Updated by Alex Wilson about 3 years ago
An example of one of the machines with permanent data corruption after hitting this:
[root@90-e2-ba-d3-ec-a0 (gps-1) ~]# zpool status -v pool: zones state: ONLINE status: One or more devices has experienced an error resulting in data corruption. Applications may be affected. action: Restore the file in question if possible. Otherwise restore the entire pool from backup. see: http://illumos.org/msg/ZFS-8000-8A scan: scrub repaired 0 in 0 days 00:32:47 with 1 errors on Tue Jul 21 08:36:53 2020 config: NAME STATE READ WRITE CKSUM zones ONLINE 0 0 0 raidz1-0 ONLINE 0 0 0 c1t5000C500862213D5d0 ONLINE 0 0 0 c2t5000C500862206BDd0 ONLINE 0 0 0 c3t5000C50085402429d0 ONLINE 0 0 0 c4t5000C50085CEBDE5d0 ONLINE 0 0 0 logs mirror-1 ONLINE 0 0 0 c0t55CD2E404B7065F4d0 ONLINE 0 0 0 c0t55CD2E404B707EDCd0 ONLINE 0 0 0 errors: Permanent errors have been detected in the following files: /var/run/agents-installer.sh
Observations:
- The permanent data corruption seems to hit the oldest files on the pool (perhaps even just the oldest file on the pool)

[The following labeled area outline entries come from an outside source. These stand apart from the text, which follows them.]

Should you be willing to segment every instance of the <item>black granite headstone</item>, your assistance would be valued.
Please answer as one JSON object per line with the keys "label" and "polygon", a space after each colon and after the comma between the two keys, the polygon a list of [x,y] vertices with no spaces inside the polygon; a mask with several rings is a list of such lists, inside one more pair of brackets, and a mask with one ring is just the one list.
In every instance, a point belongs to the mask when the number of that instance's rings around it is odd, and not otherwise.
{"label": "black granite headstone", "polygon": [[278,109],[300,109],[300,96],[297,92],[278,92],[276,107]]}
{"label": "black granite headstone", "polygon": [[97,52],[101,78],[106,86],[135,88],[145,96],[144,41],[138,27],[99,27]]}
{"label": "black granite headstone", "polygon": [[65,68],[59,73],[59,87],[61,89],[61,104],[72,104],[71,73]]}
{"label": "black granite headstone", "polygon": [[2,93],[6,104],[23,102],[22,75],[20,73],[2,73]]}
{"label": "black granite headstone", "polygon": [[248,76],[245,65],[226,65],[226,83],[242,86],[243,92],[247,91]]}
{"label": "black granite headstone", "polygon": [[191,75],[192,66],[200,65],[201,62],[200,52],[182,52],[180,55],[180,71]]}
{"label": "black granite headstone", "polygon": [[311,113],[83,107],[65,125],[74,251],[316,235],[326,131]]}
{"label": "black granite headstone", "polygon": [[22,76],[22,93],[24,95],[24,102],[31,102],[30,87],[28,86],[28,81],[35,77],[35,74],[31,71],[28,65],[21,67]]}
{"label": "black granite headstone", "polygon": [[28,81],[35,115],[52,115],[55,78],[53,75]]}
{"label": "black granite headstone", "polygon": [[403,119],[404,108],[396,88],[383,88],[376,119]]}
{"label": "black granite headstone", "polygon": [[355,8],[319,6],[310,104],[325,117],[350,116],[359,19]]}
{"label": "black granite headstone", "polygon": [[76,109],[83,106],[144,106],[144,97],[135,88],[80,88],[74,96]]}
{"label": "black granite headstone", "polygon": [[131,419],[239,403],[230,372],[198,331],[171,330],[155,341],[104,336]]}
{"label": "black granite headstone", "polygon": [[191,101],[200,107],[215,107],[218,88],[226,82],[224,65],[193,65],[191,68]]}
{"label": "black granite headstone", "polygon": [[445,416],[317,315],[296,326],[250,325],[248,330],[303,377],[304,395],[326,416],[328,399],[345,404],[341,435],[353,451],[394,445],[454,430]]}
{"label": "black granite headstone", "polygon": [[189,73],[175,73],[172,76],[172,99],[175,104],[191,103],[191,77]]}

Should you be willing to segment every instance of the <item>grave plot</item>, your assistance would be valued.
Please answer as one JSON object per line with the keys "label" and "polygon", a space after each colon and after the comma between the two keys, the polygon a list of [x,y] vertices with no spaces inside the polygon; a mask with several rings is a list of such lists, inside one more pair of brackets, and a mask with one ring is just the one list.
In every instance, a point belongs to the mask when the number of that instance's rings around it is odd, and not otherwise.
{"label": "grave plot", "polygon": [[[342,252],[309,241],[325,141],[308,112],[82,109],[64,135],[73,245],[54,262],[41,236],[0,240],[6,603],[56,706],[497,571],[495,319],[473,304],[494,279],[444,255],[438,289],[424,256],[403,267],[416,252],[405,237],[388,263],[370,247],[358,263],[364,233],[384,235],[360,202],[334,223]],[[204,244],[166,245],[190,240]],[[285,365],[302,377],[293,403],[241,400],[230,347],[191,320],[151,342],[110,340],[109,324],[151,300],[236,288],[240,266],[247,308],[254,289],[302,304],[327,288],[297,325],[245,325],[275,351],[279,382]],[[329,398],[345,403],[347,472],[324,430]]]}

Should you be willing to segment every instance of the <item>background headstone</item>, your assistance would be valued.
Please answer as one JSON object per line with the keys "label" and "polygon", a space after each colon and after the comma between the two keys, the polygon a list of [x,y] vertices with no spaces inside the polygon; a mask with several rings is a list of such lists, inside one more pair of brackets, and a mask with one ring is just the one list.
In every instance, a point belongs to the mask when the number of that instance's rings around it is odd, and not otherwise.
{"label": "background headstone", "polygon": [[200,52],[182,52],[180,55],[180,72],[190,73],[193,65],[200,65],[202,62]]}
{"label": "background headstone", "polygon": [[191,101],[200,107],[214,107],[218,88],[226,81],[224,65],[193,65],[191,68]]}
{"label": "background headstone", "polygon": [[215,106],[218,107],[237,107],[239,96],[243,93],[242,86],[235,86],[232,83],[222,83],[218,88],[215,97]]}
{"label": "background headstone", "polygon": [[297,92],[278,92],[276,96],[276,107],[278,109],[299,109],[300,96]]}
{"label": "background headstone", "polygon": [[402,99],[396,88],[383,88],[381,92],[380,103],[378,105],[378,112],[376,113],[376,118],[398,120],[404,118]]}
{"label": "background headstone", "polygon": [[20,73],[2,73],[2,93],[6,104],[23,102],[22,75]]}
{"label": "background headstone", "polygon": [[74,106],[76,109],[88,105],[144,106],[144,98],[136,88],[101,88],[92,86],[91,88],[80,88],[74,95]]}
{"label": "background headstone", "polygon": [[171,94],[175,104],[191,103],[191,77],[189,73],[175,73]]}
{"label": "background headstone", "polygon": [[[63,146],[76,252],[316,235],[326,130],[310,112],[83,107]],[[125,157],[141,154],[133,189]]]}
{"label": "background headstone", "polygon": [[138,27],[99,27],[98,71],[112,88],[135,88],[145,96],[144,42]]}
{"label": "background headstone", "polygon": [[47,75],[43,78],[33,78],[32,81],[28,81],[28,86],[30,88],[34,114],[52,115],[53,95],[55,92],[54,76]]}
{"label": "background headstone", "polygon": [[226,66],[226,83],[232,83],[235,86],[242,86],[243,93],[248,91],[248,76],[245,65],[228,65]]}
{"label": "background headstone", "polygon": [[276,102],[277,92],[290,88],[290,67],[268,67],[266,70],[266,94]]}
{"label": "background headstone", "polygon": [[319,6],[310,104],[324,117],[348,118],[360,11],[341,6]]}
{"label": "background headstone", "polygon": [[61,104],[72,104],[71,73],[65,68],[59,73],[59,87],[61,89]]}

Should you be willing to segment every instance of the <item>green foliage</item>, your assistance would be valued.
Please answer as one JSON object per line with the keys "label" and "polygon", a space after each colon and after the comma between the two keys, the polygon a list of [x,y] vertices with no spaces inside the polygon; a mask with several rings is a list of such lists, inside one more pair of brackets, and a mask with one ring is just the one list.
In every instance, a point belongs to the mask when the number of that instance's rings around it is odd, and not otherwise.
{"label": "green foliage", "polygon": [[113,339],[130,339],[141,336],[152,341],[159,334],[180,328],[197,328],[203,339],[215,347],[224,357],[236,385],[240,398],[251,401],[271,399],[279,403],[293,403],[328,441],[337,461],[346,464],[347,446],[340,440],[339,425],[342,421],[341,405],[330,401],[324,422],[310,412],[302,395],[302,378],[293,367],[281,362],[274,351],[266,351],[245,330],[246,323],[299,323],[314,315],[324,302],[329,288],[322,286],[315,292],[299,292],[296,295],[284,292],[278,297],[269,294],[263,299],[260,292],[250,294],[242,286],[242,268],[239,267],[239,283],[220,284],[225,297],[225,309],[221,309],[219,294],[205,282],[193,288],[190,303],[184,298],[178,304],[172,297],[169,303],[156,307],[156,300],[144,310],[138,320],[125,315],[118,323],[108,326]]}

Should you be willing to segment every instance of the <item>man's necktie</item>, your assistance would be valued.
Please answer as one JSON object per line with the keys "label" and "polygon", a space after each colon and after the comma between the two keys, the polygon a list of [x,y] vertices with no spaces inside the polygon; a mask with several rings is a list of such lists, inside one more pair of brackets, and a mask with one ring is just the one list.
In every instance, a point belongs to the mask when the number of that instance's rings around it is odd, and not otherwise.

- It persists after scrubbing 10+ times and seems to be truly permanent corruption.
- In this particular case on smartos it's very annoying to delete this file, since
/var
is mounted over later.
Updated by Marcel Telka about 3 years ago
- Related to Bug #11479: zfs project support added
Updated by Alex Wilson about 3 years ago
- Subject changed from null/dangling pointer deref somewhere under spa_upgrade_taskq to null/dangling pointer deref somewhere under dmu_objset_upgrade
Updated by Andy Fiddaman almost 3 years ago
A couple of other OmniOS users have recently hit this, and I think it is the same as https://github.com/openzfs/zfs/issues/5295
I'm pulling the fix over from OpenZFS and I'll also try and replicate using the details in that ticket.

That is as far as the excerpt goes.